Magnesium induced structural reorganization in the active site of adenylate kinase
Kwangho Nam, Abdul Raafik Arattu Thodika, Sonja Tischlik, Chanrith Phoeurk, Tamás Milán Nagy, Léon Schierholz, Jörgen Ådén, Per Rogne, Malte Drescher, A.E. Sauer-Eriksson, Magnus Wolf‐Watz
Abstract
Phosphoryl transfer is a fundamental reaction in cellular signaling and metabolism that requires Mg 2+ as an essential cofactor. While the primary function of Mg 2+ is electrostatic activation of substrates, such as ATP, the full spectrum of catalytic mechanisms exerted by Mg 2+ is not known.
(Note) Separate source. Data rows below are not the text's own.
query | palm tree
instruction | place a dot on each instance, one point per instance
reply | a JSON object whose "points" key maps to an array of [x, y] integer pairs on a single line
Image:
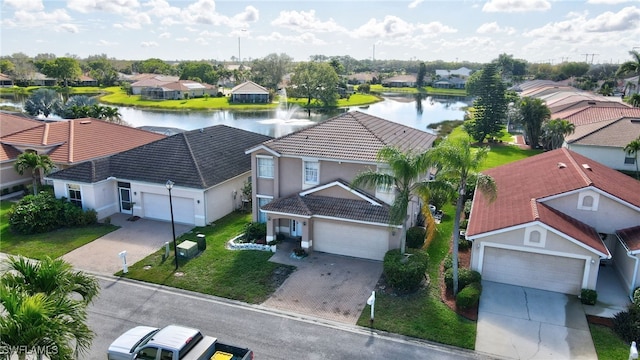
{"points": [[456, 159], [533, 113], [53, 288], [36, 163], [406, 171], [632, 66], [555, 131], [633, 149]]}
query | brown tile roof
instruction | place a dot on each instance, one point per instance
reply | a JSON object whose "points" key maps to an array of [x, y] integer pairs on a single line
{"points": [[11, 124], [630, 237], [613, 133], [351, 136], [73, 141], [563, 172]]}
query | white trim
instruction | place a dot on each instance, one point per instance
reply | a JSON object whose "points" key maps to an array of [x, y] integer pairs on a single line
{"points": [[587, 259], [345, 187], [262, 147], [547, 227]]}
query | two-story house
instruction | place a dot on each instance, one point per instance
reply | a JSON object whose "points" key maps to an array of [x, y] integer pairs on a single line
{"points": [[558, 218], [301, 184]]}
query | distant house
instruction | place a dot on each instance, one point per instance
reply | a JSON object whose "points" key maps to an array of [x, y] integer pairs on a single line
{"points": [[182, 89], [5, 81], [462, 73], [208, 166], [249, 92], [400, 81]]}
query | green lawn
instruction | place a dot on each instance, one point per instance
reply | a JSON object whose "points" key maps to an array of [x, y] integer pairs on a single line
{"points": [[241, 275], [53, 244], [423, 315], [608, 344]]}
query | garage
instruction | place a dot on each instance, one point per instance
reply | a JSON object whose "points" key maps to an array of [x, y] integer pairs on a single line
{"points": [[156, 206], [369, 242], [528, 269]]}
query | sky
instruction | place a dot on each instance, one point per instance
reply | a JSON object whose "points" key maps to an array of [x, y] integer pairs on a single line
{"points": [[538, 31]]}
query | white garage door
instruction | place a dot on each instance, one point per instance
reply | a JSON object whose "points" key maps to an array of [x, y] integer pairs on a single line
{"points": [[351, 239], [546, 272], [157, 207]]}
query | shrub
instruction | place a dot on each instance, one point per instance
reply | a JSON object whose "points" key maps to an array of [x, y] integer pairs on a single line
{"points": [[469, 297], [588, 296], [255, 230], [627, 324], [415, 237], [402, 274], [465, 277]]}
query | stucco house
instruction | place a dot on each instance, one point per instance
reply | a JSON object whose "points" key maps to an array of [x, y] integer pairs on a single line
{"points": [[559, 217], [66, 142], [301, 184], [208, 167]]}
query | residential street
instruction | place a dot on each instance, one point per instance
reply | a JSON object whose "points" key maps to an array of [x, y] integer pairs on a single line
{"points": [[271, 335]]}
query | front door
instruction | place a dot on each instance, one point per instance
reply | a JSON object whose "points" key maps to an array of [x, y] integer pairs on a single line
{"points": [[126, 204], [296, 229]]}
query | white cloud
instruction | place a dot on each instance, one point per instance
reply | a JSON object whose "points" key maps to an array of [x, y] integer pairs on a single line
{"points": [[516, 5], [415, 4], [149, 44], [303, 21], [26, 5], [68, 28], [111, 6], [494, 28], [391, 27]]}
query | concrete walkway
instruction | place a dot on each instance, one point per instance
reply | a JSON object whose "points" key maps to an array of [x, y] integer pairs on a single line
{"points": [[139, 238], [522, 323]]}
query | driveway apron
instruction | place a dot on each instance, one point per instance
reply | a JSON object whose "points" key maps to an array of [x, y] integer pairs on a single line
{"points": [[139, 238], [522, 323], [326, 286]]}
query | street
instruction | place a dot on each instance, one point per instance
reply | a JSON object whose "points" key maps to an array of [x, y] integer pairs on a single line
{"points": [[271, 334]]}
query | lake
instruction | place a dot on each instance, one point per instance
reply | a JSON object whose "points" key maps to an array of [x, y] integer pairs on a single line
{"points": [[405, 109]]}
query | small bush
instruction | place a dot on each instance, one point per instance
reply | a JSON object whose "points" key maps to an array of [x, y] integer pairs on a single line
{"points": [[588, 296], [415, 237], [465, 277], [627, 324], [405, 275], [255, 230], [469, 296]]}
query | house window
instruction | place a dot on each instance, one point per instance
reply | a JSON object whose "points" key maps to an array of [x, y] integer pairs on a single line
{"points": [[75, 196], [262, 201], [311, 172], [265, 167]]}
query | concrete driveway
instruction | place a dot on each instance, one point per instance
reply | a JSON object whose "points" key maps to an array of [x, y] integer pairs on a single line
{"points": [[522, 323], [326, 286], [139, 238]]}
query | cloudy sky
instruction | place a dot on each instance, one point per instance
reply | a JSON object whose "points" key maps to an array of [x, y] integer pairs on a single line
{"points": [[535, 30]]}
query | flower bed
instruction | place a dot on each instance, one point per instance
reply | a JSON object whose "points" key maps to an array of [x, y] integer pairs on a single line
{"points": [[233, 244]]}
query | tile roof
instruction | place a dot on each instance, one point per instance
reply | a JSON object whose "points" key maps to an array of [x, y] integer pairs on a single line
{"points": [[630, 237], [563, 170], [613, 133], [249, 87], [74, 141], [352, 136], [197, 159]]}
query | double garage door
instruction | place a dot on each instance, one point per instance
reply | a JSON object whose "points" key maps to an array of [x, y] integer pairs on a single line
{"points": [[539, 271], [366, 242], [157, 207]]}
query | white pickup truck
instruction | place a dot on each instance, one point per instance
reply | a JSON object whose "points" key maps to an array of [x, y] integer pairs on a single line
{"points": [[172, 342]]}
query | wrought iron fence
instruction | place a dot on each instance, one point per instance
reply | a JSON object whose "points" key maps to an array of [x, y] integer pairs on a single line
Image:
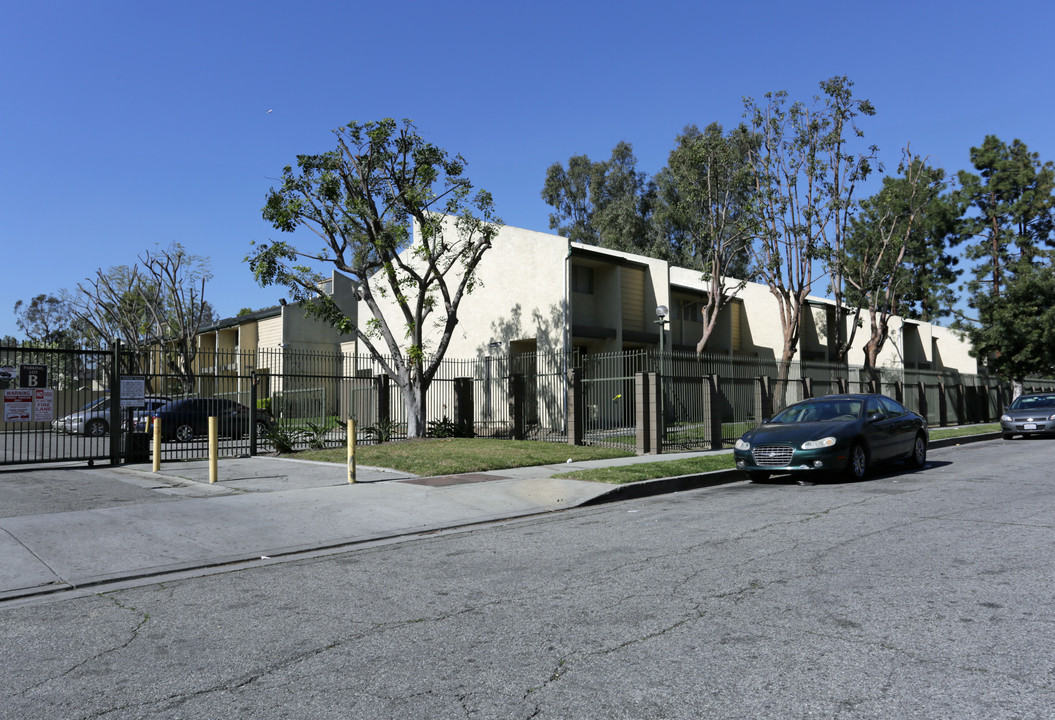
{"points": [[308, 396]]}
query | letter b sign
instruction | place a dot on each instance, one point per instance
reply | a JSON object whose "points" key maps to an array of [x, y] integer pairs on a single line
{"points": [[33, 376]]}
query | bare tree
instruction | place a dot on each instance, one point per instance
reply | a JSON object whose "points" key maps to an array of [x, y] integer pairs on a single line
{"points": [[804, 184], [705, 209]]}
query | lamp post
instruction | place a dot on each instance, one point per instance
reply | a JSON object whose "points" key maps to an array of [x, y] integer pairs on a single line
{"points": [[662, 321]]}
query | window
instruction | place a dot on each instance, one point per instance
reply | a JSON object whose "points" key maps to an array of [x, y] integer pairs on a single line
{"points": [[893, 409], [582, 279], [691, 309]]}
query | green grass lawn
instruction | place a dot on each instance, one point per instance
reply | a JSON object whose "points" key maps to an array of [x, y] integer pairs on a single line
{"points": [[449, 456]]}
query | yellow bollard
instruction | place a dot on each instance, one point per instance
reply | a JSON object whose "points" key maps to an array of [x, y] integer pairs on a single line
{"points": [[213, 448], [351, 450], [157, 443]]}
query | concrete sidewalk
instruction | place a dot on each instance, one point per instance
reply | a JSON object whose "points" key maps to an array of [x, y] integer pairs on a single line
{"points": [[264, 508]]}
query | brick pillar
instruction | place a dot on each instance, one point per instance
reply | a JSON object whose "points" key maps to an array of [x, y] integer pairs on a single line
{"points": [[381, 382], [644, 443], [763, 398], [576, 409], [712, 413]]}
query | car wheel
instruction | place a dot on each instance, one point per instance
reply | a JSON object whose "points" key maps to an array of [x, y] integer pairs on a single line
{"points": [[96, 428], [857, 469], [918, 456]]}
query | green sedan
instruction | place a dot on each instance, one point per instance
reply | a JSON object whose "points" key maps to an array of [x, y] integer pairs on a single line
{"points": [[833, 434]]}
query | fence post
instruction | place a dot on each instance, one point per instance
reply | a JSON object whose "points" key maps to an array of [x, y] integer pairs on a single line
{"points": [[576, 412], [712, 413], [252, 416], [517, 405], [115, 405], [464, 420], [656, 420], [961, 414], [641, 417], [763, 398], [383, 410]]}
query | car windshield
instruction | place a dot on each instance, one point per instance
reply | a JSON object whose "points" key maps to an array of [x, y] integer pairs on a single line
{"points": [[1033, 402], [821, 412], [98, 403]]}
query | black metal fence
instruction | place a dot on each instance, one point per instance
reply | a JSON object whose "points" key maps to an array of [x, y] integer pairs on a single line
{"points": [[307, 397]]}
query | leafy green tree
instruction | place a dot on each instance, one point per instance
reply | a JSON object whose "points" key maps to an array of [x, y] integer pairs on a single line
{"points": [[1006, 224], [569, 193], [45, 320], [895, 250], [1008, 212], [1018, 337], [805, 180], [704, 211], [607, 204], [399, 214]]}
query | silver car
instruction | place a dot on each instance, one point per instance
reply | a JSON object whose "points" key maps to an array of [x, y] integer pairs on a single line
{"points": [[1029, 415], [93, 419]]}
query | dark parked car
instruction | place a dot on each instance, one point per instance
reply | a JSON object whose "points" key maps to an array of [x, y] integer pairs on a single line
{"points": [[93, 419], [1027, 415], [836, 433], [187, 419]]}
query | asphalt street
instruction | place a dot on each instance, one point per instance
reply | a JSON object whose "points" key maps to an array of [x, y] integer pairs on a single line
{"points": [[920, 594]]}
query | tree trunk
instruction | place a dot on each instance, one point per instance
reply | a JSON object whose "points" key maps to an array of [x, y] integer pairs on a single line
{"points": [[414, 400]]}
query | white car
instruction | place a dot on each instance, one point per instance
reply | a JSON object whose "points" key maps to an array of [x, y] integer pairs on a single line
{"points": [[93, 419]]}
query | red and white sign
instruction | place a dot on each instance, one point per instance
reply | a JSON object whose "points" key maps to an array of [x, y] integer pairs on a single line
{"points": [[18, 404], [43, 404]]}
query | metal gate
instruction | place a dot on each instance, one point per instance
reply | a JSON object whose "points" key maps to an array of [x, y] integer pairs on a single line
{"points": [[58, 405], [64, 405]]}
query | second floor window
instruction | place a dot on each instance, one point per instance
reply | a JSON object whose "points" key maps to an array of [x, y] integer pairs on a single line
{"points": [[582, 279]]}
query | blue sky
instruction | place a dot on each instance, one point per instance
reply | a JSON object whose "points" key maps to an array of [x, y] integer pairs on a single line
{"points": [[126, 126]]}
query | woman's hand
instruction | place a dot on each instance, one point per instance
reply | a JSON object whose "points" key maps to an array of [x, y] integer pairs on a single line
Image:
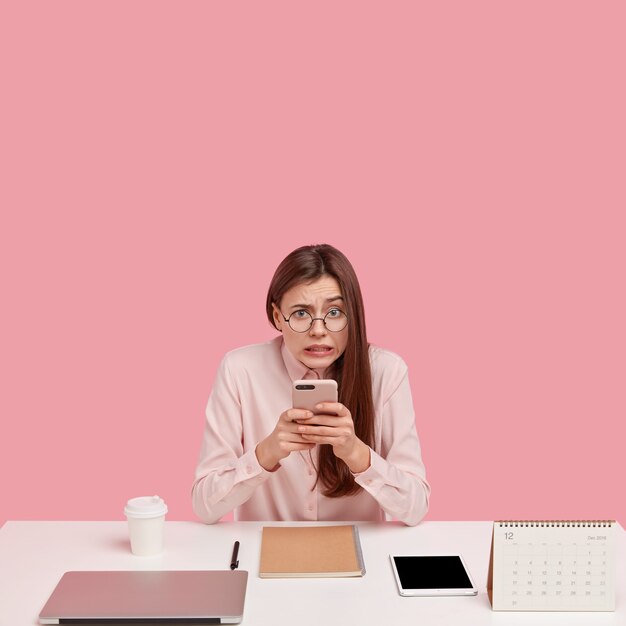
{"points": [[283, 440], [333, 425]]}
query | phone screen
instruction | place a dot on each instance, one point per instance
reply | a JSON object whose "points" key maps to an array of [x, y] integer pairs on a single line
{"points": [[432, 572]]}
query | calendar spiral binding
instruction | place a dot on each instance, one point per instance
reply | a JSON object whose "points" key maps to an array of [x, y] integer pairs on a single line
{"points": [[555, 523]]}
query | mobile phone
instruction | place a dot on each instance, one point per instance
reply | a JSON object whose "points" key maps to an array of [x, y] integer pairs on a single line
{"points": [[432, 575], [307, 393]]}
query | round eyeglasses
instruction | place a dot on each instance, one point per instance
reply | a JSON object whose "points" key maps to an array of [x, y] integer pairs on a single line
{"points": [[300, 321]]}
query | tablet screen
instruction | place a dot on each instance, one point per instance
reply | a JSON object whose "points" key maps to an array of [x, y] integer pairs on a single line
{"points": [[431, 572]]}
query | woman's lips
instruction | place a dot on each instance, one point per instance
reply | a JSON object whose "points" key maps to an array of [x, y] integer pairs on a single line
{"points": [[318, 350]]}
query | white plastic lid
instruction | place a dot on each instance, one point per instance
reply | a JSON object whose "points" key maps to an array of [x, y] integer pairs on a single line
{"points": [[145, 507]]}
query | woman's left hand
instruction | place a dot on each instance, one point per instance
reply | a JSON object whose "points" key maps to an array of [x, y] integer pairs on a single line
{"points": [[333, 425]]}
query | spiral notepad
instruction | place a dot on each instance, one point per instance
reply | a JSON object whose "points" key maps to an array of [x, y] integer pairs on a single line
{"points": [[552, 565]]}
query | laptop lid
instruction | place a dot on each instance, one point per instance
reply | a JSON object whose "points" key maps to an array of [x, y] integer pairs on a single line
{"points": [[147, 597]]}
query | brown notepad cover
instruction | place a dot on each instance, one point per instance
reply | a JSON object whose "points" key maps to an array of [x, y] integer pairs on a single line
{"points": [[310, 552]]}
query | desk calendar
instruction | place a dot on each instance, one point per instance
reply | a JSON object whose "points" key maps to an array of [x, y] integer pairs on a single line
{"points": [[552, 566]]}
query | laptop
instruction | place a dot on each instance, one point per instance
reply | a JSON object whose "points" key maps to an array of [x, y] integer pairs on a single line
{"points": [[147, 597]]}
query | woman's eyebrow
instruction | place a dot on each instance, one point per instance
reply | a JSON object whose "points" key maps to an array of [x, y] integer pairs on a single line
{"points": [[308, 306]]}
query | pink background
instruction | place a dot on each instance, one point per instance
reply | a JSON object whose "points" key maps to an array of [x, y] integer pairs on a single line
{"points": [[159, 159]]}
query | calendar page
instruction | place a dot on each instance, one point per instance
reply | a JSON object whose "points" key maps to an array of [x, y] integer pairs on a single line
{"points": [[552, 566]]}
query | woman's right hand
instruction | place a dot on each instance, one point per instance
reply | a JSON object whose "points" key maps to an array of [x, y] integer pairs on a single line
{"points": [[284, 439]]}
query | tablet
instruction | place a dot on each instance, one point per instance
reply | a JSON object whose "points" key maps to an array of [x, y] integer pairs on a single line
{"points": [[432, 575]]}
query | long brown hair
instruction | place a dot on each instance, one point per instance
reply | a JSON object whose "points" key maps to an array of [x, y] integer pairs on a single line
{"points": [[352, 369]]}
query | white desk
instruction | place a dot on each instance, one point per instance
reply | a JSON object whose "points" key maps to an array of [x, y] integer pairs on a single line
{"points": [[34, 555]]}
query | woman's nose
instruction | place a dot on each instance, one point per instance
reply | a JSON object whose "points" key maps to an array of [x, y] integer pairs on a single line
{"points": [[318, 327]]}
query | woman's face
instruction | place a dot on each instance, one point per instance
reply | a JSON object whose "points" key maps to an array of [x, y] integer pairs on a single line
{"points": [[317, 347]]}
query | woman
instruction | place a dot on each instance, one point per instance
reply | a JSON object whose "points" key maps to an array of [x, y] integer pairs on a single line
{"points": [[357, 459]]}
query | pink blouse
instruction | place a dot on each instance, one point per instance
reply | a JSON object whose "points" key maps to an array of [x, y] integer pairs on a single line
{"points": [[251, 390]]}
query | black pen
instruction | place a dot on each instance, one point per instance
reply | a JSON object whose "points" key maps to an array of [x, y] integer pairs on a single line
{"points": [[234, 563]]}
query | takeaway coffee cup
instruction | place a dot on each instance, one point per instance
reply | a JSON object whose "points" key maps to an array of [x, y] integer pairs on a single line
{"points": [[146, 518]]}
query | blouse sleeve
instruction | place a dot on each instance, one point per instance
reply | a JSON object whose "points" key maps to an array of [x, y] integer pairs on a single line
{"points": [[396, 477], [225, 476]]}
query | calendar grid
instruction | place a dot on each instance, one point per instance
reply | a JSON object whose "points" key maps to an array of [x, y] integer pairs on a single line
{"points": [[553, 565]]}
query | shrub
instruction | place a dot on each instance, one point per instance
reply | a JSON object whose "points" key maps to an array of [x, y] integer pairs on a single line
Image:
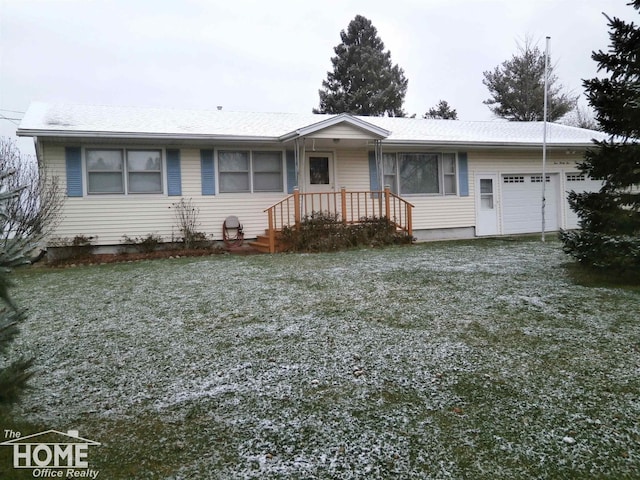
{"points": [[187, 219]]}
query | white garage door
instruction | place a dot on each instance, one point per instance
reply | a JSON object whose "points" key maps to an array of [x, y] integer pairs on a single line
{"points": [[522, 203], [578, 182]]}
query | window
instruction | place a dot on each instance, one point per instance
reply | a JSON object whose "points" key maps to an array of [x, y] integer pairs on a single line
{"points": [[267, 172], [319, 170], [513, 179], [575, 177], [144, 169], [250, 171], [234, 171], [538, 179], [421, 173], [389, 168], [106, 171]]}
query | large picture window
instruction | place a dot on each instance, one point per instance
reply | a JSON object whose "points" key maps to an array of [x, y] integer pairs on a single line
{"points": [[420, 173], [250, 171], [123, 171]]}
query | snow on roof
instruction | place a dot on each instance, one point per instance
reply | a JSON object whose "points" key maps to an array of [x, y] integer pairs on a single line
{"points": [[68, 120]]}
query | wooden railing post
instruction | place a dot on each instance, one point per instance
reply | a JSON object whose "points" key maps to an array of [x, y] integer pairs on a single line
{"points": [[296, 206], [387, 205], [272, 233]]}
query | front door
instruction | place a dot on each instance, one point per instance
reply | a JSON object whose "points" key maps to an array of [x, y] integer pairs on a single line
{"points": [[319, 172], [486, 205]]}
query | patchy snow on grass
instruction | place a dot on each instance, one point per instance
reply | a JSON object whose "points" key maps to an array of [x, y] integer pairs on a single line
{"points": [[445, 360]]}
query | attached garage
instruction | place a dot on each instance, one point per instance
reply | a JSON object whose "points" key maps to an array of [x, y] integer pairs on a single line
{"points": [[522, 203]]}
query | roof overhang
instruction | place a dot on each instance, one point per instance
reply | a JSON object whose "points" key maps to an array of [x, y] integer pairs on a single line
{"points": [[376, 132], [96, 135], [479, 145]]}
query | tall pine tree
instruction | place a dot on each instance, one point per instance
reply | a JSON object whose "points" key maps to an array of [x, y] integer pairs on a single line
{"points": [[609, 235], [517, 88], [15, 373], [442, 111], [363, 81]]}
In this study, we integrate structural biology methods, molecular dynamic (MD) simulations, phylogeny, and enzymology assays to provide molecular insights into Mg 2+ -dependent structural reorganization in the active site of the metabolic enzyme adenylate kinase. Our results demonstrate that Mg 2+ induces a conformational rearrangement of the substrates (ATP and ADP), resulting in a 30° adjustment of the angle essential for reversible phosphoryl transfer, thereby optimizing it for catalysis. MD simulations revealed transitions between conformational substates that link the fluctuation of the angle to large-scale enzyme dynamics. The findings contribute detailed insight into Mg 2+ activation of enzymes and may be relevant for reversible and irreversible phosphoryl transfer reactions.